« Don Juan revient de la guerre » mise en scène Guy Pierre Couleau, au Théâtre de l’Atalante

Article de Marianne Guernet-Mouton

Une pour toutes, toutes pour une

Don Juan revient de la guerre, actuellement jouée au Théâtre de l’Atalante, est une pièce qui a été écrite par Ödön von Horváth en 1937. Guy Pierre Couleau, directeur de la comédie de l’Est, en propose une mise en scène misant sur l’essentiel où le décor est minimal, restituant le texte avec une grande justesse. Don Juan, incarné par Nils Öhlund, est un homme désabusé et en perdition lorsqu’il revient de la Grande Guerre où il a frôlé la mort à deux reprises, avec l’idée fixe de retrouver celle qu’il avait abandonnée le jour de ses noces, avant de partir. Dans sa quête, il rencontre trente-cinq femmes incarnées à tour de rôle par deux actrices époustouflantes : Carolina Pecheny et Jessica Vedel, séduites sans jamais être aimées, prêtes à tout pour être cette femme que Don Juan recherche vainement.

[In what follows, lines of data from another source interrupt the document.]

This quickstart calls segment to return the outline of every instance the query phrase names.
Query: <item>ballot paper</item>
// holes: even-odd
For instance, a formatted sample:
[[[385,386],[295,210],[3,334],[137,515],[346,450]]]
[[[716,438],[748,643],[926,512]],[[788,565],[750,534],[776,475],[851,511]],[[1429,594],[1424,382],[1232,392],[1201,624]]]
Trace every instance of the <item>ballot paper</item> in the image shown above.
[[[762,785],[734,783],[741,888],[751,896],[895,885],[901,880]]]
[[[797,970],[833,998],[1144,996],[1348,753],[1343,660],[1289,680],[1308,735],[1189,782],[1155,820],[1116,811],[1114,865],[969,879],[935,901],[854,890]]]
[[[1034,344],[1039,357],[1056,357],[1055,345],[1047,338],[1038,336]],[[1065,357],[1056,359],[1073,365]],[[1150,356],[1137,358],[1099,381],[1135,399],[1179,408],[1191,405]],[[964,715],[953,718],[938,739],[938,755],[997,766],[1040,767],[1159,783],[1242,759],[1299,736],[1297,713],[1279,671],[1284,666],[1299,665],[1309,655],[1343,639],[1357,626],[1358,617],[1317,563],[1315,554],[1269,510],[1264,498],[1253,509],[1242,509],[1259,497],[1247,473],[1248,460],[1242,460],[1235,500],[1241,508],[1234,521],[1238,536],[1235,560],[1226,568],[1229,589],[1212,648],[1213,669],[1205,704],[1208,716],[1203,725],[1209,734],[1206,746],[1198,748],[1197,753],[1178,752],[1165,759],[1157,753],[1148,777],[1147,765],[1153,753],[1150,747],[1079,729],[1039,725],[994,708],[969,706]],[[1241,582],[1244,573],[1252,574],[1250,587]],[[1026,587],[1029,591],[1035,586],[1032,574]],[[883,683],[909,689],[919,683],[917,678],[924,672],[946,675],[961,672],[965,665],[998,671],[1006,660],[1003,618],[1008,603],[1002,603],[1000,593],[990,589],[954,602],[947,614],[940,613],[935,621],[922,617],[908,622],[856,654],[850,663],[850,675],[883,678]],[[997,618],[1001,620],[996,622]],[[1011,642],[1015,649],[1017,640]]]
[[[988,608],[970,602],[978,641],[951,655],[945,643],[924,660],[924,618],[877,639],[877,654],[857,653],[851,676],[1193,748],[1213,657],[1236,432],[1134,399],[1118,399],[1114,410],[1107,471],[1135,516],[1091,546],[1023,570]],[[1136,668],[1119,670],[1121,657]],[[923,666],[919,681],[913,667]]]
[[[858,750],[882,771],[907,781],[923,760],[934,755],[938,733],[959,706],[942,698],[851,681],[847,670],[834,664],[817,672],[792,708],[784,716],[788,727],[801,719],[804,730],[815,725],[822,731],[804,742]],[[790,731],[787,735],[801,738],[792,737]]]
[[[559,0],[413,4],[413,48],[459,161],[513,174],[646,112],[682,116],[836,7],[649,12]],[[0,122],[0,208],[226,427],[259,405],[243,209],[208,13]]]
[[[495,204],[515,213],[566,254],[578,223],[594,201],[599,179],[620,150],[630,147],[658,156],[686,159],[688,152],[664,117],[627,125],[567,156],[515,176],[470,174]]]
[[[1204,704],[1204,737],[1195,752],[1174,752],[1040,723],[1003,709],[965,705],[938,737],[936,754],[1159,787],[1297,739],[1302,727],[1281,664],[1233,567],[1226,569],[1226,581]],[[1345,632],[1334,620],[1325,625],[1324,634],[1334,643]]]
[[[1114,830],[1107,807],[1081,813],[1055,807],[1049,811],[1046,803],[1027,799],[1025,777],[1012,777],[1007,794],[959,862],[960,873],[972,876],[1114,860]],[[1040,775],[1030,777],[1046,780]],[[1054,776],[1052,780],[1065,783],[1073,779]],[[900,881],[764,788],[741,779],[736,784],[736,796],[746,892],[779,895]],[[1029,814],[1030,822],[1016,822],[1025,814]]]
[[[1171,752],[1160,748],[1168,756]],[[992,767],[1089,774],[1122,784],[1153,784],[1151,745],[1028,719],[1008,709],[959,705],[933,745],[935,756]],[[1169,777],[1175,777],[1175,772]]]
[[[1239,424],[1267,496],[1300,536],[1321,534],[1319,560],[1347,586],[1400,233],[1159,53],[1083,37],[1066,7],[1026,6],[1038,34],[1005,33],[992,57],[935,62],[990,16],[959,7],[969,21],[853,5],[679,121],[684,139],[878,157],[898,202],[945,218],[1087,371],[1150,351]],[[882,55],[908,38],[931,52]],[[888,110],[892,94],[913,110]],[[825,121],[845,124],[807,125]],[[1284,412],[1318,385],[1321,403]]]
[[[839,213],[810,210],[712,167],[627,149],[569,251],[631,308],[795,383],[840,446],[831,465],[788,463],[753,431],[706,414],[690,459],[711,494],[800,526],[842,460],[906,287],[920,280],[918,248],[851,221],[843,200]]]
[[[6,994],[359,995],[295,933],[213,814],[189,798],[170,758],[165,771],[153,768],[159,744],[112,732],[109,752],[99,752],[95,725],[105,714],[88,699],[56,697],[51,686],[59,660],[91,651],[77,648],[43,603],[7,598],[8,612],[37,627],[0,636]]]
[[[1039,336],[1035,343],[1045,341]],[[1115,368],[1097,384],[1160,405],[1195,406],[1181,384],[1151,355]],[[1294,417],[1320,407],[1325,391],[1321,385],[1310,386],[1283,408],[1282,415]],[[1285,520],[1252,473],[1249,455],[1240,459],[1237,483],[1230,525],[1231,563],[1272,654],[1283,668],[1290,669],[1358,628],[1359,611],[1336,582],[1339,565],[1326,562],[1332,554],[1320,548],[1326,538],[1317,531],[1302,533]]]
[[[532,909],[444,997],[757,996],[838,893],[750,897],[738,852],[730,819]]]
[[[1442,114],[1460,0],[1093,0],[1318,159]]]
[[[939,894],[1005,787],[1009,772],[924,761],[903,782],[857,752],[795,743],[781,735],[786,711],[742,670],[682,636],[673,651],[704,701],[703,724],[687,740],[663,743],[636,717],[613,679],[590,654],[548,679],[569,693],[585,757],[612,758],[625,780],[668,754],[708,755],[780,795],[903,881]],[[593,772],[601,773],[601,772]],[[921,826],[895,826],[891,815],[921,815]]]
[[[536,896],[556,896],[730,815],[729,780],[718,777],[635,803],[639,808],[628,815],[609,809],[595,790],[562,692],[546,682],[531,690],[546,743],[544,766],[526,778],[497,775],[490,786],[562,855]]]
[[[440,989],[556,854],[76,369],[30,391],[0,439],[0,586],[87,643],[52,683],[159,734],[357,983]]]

don_juan_revient_guerre© André Muller

Alors que l’Autriche démobilise, Don Juan, revenu de la guerre le cœur abîmé se décide à n’aimer qu’une seule femme, celle qu’il croit pouvoir trouver en train de l’attendre, alors que celle-ci est morte de chagrin deux ans plus tôt. Égaré et en quête de rédemption, Don Juan est convaincu d’avoir changé : « Cette chère guerre (…) avait fait de moi un homme meilleur », pense-t-il. Pourtant son errance à travers l’Allemagne va le conduire à recommencer à séduire sans jamais aimer, et la situation économique va le pousser à devenir marchand d’art. Sur une scène seulement occupée par une table et quelques chaises, le metteur en scène a misé sur une lecture au plus près du texte où les changements de costumes se font à vue, avec comme toile de fond un lourd rideau permettant d’incroyables jeux d’ombres et de pantomimes. Un rideau rouge au premier acte, doré au second, blanc pour finir. Ainsi, du sang lié au retour de la guerre laisse place la frivolité de la séduction et l’appât du gain signifiés par le rideau doré. Enfin, viendra le rideau blanc, celui de cette neige du tableau final recouvrant Don Juan, comme l’anéantissement de ses illusions, Don Juan que l’on ne croit plus lorsqu’il se dit innocent.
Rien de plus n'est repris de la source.